Bøhmer talks about companies “taking the kveik apart” because these shared cultures are not “pure strains.” They predate the time when Emil Christian Anderson of the Carlsberg Laboratory isolated a pure cell of yeast in 1883. Single strain (thus “pure”) cultures became the norm, particularly where lagers dominated. More recently, mixed cultures made a comeback of sorts, and mixed and single-strain cultures may coexist peacefully within the same brewery.

Acknowledging the source of every kveik culture is valuable for several reasons, but the suggestion that one might have an “original owner” caused me to remember a story Troels Prahl of White Labs told me a few years ago about fellow Dane Per Kølster. Kølster grows his own raw materials to brew beer in the countryside outside of Copenhagen. He is a founding member of the “New Nordic Beer Mafia” that in 2012 set out to establish a category for beer parallel to New Nordic Cuisine.

Kølster headed east several years ago to learn more about traditional farmhouse brewing. In Lithuania, he made beer with a local farmer, and when it came time to pitch yeast they walked to a neighboring farm to collect what they needed. On the way the first farmer told Kølster not to say “thank you” for the yeast.

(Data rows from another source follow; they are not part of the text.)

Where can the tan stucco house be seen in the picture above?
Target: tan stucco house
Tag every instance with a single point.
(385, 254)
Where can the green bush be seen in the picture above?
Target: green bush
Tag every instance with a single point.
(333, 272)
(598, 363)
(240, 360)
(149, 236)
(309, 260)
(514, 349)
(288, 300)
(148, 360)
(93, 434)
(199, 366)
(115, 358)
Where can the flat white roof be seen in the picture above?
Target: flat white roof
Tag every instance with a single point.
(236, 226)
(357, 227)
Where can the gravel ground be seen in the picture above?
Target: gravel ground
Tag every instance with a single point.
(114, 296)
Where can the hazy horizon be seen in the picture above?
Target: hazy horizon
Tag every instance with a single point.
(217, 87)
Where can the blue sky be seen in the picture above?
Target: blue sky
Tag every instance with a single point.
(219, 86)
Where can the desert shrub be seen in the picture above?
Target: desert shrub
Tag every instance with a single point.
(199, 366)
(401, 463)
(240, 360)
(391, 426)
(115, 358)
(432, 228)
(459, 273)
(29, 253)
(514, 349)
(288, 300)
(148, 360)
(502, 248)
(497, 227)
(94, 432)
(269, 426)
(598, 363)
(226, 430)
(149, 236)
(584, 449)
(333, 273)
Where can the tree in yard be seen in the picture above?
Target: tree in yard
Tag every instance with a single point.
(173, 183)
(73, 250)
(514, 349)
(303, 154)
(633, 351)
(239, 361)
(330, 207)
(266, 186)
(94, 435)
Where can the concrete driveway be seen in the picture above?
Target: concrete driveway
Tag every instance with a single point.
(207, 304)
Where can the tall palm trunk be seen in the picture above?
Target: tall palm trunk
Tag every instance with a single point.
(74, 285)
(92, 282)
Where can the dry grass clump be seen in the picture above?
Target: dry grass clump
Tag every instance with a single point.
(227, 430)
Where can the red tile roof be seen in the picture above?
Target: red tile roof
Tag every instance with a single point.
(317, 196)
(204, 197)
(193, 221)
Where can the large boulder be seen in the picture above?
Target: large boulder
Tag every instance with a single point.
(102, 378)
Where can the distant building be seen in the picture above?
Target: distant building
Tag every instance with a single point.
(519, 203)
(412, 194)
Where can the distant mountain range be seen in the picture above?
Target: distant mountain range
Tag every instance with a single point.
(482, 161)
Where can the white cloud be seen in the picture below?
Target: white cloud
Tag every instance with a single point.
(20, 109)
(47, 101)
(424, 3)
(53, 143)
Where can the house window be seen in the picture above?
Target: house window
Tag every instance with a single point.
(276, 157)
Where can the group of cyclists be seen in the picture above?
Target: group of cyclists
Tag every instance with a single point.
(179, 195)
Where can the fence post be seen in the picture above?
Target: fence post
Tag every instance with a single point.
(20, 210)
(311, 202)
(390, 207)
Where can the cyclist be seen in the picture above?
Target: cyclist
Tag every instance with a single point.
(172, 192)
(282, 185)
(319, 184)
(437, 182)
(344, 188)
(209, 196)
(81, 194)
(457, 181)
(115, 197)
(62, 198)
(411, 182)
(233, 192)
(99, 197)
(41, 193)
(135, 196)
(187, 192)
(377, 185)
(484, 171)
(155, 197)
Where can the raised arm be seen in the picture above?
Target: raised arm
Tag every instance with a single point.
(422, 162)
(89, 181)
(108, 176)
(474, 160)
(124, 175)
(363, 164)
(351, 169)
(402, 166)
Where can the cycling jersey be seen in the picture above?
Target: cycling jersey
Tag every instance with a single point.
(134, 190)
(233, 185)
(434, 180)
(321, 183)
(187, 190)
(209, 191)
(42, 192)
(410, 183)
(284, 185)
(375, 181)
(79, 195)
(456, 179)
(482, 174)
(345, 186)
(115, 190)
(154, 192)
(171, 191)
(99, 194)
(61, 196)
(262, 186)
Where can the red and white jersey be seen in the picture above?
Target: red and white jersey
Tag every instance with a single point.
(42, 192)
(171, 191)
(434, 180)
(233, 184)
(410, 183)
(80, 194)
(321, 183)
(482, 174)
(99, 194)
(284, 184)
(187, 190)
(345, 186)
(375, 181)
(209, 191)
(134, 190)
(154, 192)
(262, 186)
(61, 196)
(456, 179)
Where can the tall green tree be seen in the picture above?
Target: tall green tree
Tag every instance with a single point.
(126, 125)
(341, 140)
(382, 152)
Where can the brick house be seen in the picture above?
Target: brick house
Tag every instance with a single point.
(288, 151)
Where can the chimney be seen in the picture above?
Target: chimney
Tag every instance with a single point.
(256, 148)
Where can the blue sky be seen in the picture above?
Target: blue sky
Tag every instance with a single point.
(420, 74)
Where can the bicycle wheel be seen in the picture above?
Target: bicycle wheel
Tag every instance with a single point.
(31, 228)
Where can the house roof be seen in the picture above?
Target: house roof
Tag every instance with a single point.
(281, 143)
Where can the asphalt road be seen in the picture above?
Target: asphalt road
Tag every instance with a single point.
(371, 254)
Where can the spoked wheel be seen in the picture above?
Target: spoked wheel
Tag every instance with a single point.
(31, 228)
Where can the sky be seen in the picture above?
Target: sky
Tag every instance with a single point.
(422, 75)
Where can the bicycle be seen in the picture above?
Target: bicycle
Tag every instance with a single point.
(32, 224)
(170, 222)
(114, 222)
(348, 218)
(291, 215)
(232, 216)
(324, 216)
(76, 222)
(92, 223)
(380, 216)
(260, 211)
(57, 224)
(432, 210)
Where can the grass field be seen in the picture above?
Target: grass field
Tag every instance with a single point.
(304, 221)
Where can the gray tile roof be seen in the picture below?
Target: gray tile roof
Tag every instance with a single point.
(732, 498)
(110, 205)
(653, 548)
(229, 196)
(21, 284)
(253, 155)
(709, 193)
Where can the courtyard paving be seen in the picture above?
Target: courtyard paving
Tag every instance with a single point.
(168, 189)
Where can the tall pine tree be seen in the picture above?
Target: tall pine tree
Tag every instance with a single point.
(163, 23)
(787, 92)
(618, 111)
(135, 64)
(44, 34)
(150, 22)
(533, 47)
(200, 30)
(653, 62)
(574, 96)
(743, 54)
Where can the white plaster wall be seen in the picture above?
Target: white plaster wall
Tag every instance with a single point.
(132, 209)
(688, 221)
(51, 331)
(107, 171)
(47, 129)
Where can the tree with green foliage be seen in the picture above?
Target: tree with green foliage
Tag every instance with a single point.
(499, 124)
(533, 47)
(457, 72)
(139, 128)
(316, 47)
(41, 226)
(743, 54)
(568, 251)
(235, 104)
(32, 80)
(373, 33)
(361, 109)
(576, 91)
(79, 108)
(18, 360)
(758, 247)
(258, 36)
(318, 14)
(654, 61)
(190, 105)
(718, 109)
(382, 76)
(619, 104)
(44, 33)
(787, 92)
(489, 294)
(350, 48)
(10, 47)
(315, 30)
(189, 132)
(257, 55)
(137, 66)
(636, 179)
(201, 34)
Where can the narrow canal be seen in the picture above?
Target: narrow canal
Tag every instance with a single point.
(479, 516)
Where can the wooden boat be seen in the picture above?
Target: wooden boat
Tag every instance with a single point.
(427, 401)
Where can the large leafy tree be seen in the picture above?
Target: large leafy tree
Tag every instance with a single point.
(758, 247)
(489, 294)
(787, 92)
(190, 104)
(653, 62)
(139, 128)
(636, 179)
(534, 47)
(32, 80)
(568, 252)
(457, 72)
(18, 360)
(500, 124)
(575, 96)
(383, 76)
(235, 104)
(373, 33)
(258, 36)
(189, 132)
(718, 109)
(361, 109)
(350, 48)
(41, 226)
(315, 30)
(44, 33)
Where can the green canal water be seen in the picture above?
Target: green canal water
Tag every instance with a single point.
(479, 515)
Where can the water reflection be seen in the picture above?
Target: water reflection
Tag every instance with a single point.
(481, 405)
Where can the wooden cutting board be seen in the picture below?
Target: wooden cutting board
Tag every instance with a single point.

He explained that because no one owns yeast it must be available to anyone and saying “thank you” would disrupt this system.

Until 1980, a guard at the Carlsberg brewery gate in Copenhagen handed out small quantities from a “yeast tower” to locals who asked. They could have been homebrewers, but toward the end, “The users were mainly dog owners and health freaks who used it respectively for care of the fur as a part of some kind of cure.”

Earlier, there was good reason for the practice.

“The old founder of Carlsberg knew that this sharing of yeast was a fundamental ‘law’ and security for any brewhouse. Imagine that your yeast went wrong and you did not have the possibility to get I from another brewery. In other words, there is a strong relationship between cultivating yeast, keeping the culture healthy and distributing the risk,” Kølster wrote.

“This is a precious example of what the word ‘culture’ means. And in relationship to microbiology, this is a concept completely opposite to the ‘pasteurized’ approach to a culture. Diversity and resilience versus controlled purity and management intensity.”

Diversity and resilience. I’d buy that bumper sticker.

(The photo at the top was taken a couple of years ago in Norway. Sjur Rørlein brought the yeast that Bjorne Rothe would pitch later in the day. Details in a post that followed.)